“Barış Ersin Aydın’ a”
Yıldızlı ve yağmurlu gecelerin ışıltısıyla daldın karanlığa. Arkanda usulcacık bir yalnızlık, nasırlı ellerinle tuttuğun küreklerin, karşında dev gibi dalgalar. Dalgalar dalgalandıkça korkun daha bir artıyor, sol göğsünün altındaki sızı yüzüne yavaşça yayılıyordu. Denizin hırçınlığına aldanmayan ellerin, kürek atışının santimetre karesinde büyüyor, yol alıyordu.
Çünkü bilirdin : yol almanın diğer adı yalnızlıktır.
Aradan geçen yılların sonunda tiz bir fren sesinin tüm sesi susturması, kasırgaların seni denize fırlatması, suları inciten bıçak dolusu kelimelerin. Yalnızlığın, yalınlığın ve kimsesizliğin. Gümbürdeyen tekne sesleri, cilalanmış kaportalar ve haykırışın teninde yanan ateşi. Deniz, acı ve sabır.
Çünkü bilirdin: Denizler, sabrın en acısıydı.
Korkunla yüzleşirken, çocukluğuna uzanırdı düşlerin. Mahallenin sokak aralarında koştururken “Nehir” in sana bakan bakışları, senin hızla artan kalp çırpıntıların, heyecandan terlediğin saatler, günler, geceler… Nehir’ler denizlerin göz yaşıdır derdin haftalarca. Nehir’lere her bakışında gözlerin yaşarır, küçüldükçe küçülürdün. Usul usul ellerinle dokunamazdın ellerine, sadece bakardın.
Çünkü bilirdin: dokunmanın diğer adı bakmaktı.
Bakmanın ağırlığıyla, kendini dev sulara bırakır, gün boyu deniz ile dinlerdin ruhundaki sızıyı.
Çünkü bilirdin: Deniz, en büyük melhemdir, ruhundaki sızıya.
Burnuna çarpan keskin deniz kokusu. Tuzlu meltemlerin sarmaladığı yüzün. Kuyu der, dalardın. “İnsan, insanın en büyük ulaşılmazıdır.”
Çünkü bilirdin : her kuyunun dibinde bir gözyaşı bekler.
Kara gözlerinin mavi sulara çarparken bıraktığı usulcacık yara… Oltan. Balıkların önüne serdiğin yüreğin… Hüznün… Yoksunluğun… Sızlayarak acıyan kalbin…
Çünkü bilirdin: yarası geçse de acısı geçmiyordu bazı şeylerin.
Gün boyu denizde kalmanın, umutla bir şeyler beklemenin yorgunluğuyla çıktın karaya. Umudun umutsuzluğundan umutla bahsettiğin gecelerin başlamak üzereydi. Sararmış ellerin, boyası dökülmüş teknen. Hüznünle eğip büktüğün ince hasırın. Yarasını iyileştiricesine onarıyordun kimi yerlerini.

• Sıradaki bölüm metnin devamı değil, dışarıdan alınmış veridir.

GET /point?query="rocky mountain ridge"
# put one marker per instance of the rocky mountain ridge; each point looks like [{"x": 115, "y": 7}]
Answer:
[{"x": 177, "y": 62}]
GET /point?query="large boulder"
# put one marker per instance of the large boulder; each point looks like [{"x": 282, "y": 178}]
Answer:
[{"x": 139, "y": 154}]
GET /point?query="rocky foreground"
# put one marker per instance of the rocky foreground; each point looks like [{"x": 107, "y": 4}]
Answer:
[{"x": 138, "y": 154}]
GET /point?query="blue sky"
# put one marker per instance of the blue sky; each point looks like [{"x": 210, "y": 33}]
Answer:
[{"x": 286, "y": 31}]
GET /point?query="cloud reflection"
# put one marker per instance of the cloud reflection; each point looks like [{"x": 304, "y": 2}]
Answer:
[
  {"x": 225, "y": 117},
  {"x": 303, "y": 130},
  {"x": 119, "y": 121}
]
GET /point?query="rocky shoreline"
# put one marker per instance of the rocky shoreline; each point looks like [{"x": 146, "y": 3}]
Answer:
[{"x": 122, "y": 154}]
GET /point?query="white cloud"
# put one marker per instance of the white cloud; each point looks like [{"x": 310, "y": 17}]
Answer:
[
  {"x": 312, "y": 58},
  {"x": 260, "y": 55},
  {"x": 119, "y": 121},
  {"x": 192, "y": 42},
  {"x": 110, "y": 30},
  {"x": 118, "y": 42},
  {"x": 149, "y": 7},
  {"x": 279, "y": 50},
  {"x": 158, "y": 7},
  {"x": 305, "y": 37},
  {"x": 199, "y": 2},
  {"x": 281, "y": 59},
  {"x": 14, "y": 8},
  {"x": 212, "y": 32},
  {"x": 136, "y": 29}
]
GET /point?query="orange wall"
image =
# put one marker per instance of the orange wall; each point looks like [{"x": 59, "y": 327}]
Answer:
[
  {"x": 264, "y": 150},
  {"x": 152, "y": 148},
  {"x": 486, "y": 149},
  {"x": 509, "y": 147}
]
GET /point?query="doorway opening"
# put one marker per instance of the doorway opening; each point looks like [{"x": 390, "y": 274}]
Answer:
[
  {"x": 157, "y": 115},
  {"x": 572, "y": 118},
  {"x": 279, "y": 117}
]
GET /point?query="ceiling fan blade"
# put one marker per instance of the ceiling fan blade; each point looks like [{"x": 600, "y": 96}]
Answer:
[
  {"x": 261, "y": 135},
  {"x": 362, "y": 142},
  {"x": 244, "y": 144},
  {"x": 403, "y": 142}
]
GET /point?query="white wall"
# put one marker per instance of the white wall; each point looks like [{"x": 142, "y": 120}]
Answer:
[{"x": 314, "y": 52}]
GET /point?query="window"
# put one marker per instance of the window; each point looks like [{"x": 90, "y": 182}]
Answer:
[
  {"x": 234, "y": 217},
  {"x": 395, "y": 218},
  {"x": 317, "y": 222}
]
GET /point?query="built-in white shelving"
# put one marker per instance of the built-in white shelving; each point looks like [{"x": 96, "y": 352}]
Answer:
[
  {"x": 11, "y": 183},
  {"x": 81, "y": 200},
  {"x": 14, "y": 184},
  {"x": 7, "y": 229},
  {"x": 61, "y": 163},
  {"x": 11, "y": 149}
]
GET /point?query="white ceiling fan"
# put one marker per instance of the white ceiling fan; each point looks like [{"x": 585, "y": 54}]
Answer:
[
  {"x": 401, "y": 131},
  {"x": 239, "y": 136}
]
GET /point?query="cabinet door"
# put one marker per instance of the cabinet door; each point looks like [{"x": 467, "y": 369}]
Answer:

Çünkü bilirdin: her yaranın bir saranı vardır.
Kafanda bin bir türlü dalgınlığın, eve gitmenin telaşı, bekleyen kalabalık. Elinden kayan hissizlik… Alın yazın, yoksulluğun.
Çünkü bilirdin: her evin bir kalanı vardır.
Tüm bunların ağırlığıyla eğdin başını, bir düğüm daha attın yer yer dökülen hasıra. Düğümün sızısı iliklerine işlenince hırsla çaktın dede yadigarı çakmağını. Deniz’e bakan dalganın o yumuşacık sesiyle gömüldün yalnızlığın yalınlığına.
Çünkü bilirdin: her uyanış bir yok oluştur yoklukta.